The progressive improvement in the data available on ITE programmes and outcomes for graduates offers the opportunity, in time, for more effective alignment between the output of ITE and the needs of employers.
Some examples of strong professional learning cultures in schools demonstrate how newly graduated teachers can be supported to progress to full registration.
There remain different requirements for moving to full registration across states and territories in terms of teaching experience and the process for demonstration of competence against the proficient teacher standards. While these differences are currently managed within a national framework, increased divergence between requirements applying in individual states could weaken the overall coherence and effectiveness of certification processes.
Data from Staff in Australia’s Schools, 2013 suggests around a quarter of teachers in lower secondary school were teaching a subject that they did not study as part of their teaching degree. A further increase in teachers teaching outside their subject area because of specific or generalised teacher shortages could undermine the teaching quality agenda.
There is large variation in availability and quality of induction across states and territories, sectors and schools. Some jurisdictions allow time-release or reduced workload for beginning teachers and their mentors, who are usually selected by the school. Mentoring is implied as part of the roles and responsibilities of certified Highly Accomplished and Lead Teachers (HALT) but there are no mandated minimum requirements for mentors.

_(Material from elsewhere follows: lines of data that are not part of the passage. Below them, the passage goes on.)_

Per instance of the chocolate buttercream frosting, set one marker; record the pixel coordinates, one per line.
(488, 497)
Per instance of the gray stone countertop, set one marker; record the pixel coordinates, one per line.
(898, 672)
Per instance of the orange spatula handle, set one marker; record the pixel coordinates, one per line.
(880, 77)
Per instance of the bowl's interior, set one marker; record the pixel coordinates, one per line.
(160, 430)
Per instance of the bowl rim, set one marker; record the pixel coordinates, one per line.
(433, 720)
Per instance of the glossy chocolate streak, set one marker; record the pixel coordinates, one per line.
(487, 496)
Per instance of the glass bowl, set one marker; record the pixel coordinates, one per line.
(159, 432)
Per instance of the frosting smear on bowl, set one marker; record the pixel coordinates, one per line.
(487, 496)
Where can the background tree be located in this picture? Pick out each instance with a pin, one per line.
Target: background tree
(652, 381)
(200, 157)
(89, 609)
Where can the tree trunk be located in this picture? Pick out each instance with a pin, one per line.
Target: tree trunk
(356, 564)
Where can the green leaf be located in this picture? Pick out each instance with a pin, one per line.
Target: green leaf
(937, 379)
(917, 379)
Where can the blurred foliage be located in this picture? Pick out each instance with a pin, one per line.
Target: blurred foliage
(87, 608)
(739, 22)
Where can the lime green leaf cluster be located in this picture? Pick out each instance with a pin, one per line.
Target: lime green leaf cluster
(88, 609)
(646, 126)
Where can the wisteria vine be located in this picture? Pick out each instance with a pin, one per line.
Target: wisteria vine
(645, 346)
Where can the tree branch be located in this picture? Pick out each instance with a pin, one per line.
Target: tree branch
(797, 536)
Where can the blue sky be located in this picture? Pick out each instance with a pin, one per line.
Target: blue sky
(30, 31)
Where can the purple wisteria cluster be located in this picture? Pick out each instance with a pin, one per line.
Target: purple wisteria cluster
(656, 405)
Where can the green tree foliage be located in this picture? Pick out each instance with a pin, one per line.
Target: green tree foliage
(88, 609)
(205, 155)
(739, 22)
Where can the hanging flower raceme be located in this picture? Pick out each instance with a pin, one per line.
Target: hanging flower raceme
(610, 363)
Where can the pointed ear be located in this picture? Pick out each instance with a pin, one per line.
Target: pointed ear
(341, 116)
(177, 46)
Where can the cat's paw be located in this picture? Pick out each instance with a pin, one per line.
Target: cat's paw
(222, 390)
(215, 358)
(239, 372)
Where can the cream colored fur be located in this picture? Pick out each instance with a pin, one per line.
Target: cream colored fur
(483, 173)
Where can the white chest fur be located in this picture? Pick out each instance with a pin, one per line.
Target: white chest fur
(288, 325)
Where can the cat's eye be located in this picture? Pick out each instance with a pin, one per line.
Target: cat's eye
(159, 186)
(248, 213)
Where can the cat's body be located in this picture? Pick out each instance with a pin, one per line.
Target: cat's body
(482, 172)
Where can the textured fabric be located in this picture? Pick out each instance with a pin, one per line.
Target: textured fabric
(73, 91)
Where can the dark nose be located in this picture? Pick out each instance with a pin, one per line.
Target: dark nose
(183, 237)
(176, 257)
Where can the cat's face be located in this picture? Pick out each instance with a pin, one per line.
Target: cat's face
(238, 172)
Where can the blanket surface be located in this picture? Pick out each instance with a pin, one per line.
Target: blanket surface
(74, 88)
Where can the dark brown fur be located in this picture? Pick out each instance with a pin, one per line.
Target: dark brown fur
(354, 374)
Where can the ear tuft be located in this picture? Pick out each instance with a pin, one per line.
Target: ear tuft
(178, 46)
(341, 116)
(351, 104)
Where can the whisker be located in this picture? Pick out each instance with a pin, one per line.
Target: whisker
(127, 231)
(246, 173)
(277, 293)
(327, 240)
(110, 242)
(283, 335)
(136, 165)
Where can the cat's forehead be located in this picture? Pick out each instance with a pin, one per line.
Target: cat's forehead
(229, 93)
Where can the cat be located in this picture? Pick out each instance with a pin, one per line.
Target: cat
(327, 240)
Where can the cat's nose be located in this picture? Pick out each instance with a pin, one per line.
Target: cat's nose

“Graduate to proficient: Australian guidelines for teacher induction into the profession” outlines the critical factors for high quality and effective induction of early career teachers.
In some jurisdictions and teacher education institutions, there are some clear guidelines for induction, supporting and mentoring beginning teachers (e.g. extended induction in NSW, induction for remote schools in NT).
There is an expectation of support for teachers working towards “Proficient” status and full registration. Mentoring is also implied as part of the roles and responsibilities of certified Highly Accomplished and Lead Teachers (HALT).
In most places, there is the lack of a systemic approach to support new teachers, which is especially needed by teachers working towards registration at the Proficient APST level and for new teachers in rural and remote schools. While some professional learning support exists, support for new teachers is often undeveloped, and more frequently informal or conducted as part of general induction for all teachers new to the school.
There is a lack of formal mentoring programmes and general guidance for mentor teachers. The role of HALT teachers in mentoring new teachers must be made more explicit in the APST.
There is a strong focus on initial teacher education, with little recognition of the teacher professional learning continuum
Initiatives of systemic structured mentoring/coaching practice – and passionate mentors – could be scaled up, e.g. professional hub schools).
The HALT accreditation process has the potential to drive leadership in schools, improve support for all teachers, and increase the attractiveness of teaching in general.
Students on clinical placement or long practicums can be trained up and hired by the school upon graduation (e.g. University of Tasmania internship model).
There is a need for local/school-based communities of practice and additional time and resources to support systemic reforms for new teachers, for example showcasing examples of excellence – as defined by a strong evidence base – in provision and support for new teachers and school leaders who are Aboriginal and Torres Strait Islander.
ITE providers are rarely involved in providing support for new teachers.
With some exceptions (e.g. NT), there are few incentives to pursue HALT status – i.e. high cost for the teacher, administrative burden for the school, lack of career prospects and remuneration, etc. – or take on a mentoring role, especially for 1st or 2nd year practicum who lack many basic skills.